Crafted in a certain way, with the right message it’s easy to persuade a potential customer about the benefits of running his IT infrastructure inside a public cloud rather than on-premises.
A typical argument for example is the cost of disaster recovery.

In March Google published a post on the subject educating the readers about the Recovery Point Objective (RPO), how much data you’re willing to lose when things go wrong, and Recovery Time Objective (RTO), how long you’re willing to go without service after a disaster.

Google compared the RPO, the RTO and the costs of performing disaster recovery between a traditional on-premises data center and its white label SaaS platform Apps:

In larger businesses, companies will add a storage area network (SAN), which is a consolidated place for all storage. SANs are expensive, and even then, you’re out of luck if your data center goes down. So the largest enterprises will build an entirely new data center somewhere else, with another set of identical mail servers, another SAN and more people to staff them…

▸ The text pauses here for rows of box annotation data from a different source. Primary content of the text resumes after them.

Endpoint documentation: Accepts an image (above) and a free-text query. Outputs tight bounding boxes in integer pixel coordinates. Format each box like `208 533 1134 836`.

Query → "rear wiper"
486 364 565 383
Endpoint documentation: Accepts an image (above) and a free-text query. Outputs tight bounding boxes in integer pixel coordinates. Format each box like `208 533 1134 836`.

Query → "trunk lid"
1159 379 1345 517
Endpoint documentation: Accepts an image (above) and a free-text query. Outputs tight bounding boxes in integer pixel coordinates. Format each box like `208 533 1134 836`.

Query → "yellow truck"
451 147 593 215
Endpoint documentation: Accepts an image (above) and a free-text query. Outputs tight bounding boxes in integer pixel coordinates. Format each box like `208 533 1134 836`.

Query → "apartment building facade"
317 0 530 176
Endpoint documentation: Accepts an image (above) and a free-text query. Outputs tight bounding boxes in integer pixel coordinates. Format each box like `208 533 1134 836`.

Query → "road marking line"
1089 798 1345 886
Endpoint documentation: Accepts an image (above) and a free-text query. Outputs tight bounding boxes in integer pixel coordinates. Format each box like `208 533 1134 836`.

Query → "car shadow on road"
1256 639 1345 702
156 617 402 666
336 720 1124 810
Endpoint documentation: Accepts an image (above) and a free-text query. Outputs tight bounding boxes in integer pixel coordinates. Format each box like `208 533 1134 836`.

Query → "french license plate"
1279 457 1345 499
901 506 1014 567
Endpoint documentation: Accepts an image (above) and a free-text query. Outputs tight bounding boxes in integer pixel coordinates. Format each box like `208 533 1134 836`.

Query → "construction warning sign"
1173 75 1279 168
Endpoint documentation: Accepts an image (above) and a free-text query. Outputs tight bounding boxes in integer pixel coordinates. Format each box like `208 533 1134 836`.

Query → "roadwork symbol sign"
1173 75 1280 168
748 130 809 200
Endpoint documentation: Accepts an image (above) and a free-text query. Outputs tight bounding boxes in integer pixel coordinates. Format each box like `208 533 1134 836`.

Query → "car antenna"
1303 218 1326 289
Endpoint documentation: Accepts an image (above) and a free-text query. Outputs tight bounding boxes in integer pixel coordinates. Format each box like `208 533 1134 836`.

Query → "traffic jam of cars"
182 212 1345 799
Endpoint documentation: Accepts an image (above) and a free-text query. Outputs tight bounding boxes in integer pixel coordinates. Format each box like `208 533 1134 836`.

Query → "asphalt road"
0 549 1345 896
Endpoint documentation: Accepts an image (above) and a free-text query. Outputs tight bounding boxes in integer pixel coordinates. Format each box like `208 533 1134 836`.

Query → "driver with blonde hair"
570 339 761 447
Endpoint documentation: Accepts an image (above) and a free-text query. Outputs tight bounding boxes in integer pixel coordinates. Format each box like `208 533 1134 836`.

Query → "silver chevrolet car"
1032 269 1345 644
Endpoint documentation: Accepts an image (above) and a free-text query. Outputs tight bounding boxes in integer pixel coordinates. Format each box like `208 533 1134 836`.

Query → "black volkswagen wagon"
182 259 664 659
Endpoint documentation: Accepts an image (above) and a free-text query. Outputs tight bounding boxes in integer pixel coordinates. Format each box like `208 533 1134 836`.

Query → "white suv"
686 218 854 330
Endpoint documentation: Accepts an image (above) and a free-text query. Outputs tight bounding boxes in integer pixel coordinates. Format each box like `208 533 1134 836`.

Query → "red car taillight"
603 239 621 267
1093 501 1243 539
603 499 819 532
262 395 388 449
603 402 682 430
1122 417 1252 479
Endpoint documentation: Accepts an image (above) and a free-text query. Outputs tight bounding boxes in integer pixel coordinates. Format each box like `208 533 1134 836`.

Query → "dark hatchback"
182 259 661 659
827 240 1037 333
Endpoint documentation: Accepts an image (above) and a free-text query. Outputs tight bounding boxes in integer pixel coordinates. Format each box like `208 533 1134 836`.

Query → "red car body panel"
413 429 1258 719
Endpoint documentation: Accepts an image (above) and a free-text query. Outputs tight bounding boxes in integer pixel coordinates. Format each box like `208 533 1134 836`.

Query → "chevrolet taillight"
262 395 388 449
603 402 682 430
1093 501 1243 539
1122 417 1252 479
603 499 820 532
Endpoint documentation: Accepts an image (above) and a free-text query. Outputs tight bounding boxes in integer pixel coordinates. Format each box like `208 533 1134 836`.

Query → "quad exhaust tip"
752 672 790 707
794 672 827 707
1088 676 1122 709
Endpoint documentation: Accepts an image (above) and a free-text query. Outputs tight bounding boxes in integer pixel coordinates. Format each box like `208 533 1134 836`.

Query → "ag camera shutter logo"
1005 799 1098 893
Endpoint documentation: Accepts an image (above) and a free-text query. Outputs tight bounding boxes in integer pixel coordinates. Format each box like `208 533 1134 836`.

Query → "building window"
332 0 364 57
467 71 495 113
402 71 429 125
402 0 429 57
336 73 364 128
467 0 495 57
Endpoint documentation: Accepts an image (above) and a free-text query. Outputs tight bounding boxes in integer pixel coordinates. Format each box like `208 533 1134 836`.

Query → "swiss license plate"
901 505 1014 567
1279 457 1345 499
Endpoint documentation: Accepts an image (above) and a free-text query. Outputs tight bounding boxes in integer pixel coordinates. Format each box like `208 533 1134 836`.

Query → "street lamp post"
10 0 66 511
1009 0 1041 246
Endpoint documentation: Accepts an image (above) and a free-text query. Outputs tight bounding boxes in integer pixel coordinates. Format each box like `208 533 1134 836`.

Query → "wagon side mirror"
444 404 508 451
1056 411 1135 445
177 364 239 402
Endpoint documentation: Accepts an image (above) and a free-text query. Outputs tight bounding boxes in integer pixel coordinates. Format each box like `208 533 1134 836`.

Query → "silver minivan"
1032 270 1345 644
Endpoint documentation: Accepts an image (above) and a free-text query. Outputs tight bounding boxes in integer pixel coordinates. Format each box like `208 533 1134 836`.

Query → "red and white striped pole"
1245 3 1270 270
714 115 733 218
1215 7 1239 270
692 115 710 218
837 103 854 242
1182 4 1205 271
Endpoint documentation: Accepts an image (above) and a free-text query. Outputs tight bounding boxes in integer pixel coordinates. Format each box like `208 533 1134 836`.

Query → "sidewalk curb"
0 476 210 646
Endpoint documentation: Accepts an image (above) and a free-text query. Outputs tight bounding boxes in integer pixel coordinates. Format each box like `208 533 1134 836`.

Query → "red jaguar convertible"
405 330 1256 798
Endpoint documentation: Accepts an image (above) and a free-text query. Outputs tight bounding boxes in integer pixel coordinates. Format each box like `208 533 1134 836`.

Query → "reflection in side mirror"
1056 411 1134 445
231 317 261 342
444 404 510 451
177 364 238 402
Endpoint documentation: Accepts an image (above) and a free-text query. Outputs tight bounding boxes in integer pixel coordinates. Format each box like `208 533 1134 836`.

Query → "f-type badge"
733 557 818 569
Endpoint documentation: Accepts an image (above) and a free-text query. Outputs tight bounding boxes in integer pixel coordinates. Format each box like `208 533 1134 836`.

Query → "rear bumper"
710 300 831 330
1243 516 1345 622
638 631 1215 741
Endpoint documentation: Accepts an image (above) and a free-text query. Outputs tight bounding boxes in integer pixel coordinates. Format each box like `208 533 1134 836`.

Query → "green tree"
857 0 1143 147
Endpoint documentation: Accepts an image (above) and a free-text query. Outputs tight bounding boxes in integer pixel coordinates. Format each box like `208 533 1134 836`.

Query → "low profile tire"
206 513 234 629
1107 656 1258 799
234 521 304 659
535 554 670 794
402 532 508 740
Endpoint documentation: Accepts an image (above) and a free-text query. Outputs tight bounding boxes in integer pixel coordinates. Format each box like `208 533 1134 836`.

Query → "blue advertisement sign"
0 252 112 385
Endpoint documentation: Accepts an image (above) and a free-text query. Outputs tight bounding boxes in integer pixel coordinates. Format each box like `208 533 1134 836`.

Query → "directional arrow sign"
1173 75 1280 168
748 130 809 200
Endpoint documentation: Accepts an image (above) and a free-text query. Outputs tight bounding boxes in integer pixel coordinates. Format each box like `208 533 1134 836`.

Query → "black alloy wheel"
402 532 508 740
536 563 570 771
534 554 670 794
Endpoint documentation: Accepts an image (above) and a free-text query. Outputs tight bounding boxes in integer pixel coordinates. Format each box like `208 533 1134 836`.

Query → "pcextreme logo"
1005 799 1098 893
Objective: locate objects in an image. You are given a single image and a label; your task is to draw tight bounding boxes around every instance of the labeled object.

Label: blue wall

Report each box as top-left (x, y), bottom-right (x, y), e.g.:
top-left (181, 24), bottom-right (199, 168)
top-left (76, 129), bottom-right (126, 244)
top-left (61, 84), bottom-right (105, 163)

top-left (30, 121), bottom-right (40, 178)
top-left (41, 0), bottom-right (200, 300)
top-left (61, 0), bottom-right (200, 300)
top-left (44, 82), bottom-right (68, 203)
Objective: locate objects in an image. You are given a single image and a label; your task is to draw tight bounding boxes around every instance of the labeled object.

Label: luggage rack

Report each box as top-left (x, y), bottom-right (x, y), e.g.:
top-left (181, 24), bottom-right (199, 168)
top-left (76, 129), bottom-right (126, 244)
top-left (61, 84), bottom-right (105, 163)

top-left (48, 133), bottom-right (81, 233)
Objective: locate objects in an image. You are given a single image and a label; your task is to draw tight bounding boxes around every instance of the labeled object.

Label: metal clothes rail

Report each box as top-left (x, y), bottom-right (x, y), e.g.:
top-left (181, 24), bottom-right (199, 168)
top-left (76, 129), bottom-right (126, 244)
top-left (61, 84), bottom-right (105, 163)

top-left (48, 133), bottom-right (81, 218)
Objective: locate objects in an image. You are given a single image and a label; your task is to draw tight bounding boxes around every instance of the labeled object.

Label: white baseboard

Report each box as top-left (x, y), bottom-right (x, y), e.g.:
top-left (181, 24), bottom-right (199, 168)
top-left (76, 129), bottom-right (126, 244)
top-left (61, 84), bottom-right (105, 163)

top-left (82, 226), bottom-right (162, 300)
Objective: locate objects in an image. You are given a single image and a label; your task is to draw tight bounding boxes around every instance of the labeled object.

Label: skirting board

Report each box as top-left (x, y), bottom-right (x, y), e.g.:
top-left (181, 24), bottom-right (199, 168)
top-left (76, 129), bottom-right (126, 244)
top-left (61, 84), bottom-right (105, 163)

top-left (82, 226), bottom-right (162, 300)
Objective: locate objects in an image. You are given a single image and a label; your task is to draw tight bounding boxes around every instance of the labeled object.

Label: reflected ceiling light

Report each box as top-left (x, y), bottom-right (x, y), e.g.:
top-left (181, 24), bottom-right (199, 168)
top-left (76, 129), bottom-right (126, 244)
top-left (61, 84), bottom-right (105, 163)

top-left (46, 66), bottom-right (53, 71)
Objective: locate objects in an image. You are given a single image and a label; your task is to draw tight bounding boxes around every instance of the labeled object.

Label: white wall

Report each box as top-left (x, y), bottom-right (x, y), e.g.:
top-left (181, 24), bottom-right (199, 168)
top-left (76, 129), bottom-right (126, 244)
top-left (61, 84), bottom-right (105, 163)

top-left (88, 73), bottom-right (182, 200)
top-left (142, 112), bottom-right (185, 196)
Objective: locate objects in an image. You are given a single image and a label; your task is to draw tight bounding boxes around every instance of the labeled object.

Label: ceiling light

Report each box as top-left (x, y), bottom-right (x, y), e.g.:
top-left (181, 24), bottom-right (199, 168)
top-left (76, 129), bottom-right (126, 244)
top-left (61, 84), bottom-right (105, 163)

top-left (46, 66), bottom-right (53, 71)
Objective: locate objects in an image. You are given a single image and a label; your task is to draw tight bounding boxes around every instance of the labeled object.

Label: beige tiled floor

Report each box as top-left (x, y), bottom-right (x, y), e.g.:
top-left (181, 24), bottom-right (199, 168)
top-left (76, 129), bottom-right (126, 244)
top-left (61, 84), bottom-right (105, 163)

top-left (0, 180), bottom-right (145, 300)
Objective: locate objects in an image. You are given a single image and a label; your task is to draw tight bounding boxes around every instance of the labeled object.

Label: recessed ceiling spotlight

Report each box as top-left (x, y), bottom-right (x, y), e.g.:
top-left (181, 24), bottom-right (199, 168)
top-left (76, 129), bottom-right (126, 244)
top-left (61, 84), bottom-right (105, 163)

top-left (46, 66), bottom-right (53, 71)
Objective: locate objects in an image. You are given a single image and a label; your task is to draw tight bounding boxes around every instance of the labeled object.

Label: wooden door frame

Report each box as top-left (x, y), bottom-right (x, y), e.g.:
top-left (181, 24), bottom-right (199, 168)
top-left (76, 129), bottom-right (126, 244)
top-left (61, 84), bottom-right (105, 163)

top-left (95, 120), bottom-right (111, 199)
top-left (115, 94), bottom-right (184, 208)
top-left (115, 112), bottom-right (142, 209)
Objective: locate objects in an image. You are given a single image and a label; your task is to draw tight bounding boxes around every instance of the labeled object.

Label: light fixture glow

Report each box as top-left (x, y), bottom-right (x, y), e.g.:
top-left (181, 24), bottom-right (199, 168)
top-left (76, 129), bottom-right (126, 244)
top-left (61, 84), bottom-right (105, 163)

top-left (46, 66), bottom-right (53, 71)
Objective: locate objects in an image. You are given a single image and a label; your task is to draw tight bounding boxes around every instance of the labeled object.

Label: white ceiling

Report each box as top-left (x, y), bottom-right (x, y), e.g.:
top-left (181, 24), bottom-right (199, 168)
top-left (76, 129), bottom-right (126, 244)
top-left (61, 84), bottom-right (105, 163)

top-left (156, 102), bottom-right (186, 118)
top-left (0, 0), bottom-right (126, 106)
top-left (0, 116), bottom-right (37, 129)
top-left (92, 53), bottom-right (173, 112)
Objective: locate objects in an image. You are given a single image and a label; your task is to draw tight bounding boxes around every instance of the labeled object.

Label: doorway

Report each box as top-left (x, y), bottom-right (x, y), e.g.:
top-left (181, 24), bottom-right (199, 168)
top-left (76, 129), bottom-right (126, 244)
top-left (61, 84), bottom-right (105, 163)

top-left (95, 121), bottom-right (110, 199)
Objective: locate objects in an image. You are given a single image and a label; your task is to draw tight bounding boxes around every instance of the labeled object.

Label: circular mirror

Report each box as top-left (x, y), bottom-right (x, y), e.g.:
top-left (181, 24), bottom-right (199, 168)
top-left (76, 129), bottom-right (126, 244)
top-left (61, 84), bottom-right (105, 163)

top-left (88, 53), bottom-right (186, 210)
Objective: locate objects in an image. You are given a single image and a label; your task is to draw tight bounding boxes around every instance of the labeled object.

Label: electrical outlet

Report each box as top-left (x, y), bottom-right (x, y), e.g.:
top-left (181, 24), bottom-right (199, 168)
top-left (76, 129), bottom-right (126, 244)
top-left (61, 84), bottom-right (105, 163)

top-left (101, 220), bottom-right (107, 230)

…big companies will often build the second data center far away, in a different ‘threat zone’, which creates even more management headaches. Next they need to ensure the primary SAN talks to the backup SAN, so they have to implement robust bandwidth to handle terabytes of data flying back and forth without crippling their network.

For a large enterprise running SANs, the RTO and RPO targets are an hour or less: the more you pay, the lower the numbers. That can mean a large company spending the big bucks is willing to lose all the email sent to them for up to an hour after the system goes down, and go without access to email for an hour as well. Enterprises without SANs may be literally trucking tapes back and forth between data centers, so as you can imagine their RPOs and RTOs can stretch into days. As for small businesses, often they just have to start over.

Some companies have adopted synchronous replication as well, but it is even more expensive than everything else we’ve mentioned. To backup 25GB of data with synchronous replication a business may easily pay from $150 to $500+ in storage and maintenance costs- and that’s per employee. That doesn’t even include the cost of the applications. The exact price depends on a number of factors such as the number of times the data is replicated and the choice of service provider.

At the low end a company might tier the number of times they replicate data, and at the high end they’ll make several copies of the data for everyone.

Google Apps instead:

…our RPO design target is zero, and our RTO design target is instant failover. We do this through live or synchronous replication: every action you take in Gmail is simultaneously replicated in two data centers at once, so that if one data center fails, we nearly instantly transfer your data over to the other one that’s also been reflecting your actions.

We also replicate all the data multiple times, and the 25GB per employee for Gmail is backed up for free. Plus you get even more disk space for storage-intensive applications like Google Docs, Google Sites and Google Video for business.

…we have very high speed connections between data centers, so that we can transfer data very quickly from one set of servers to another. This let us replicate large amounts of data simultaneously.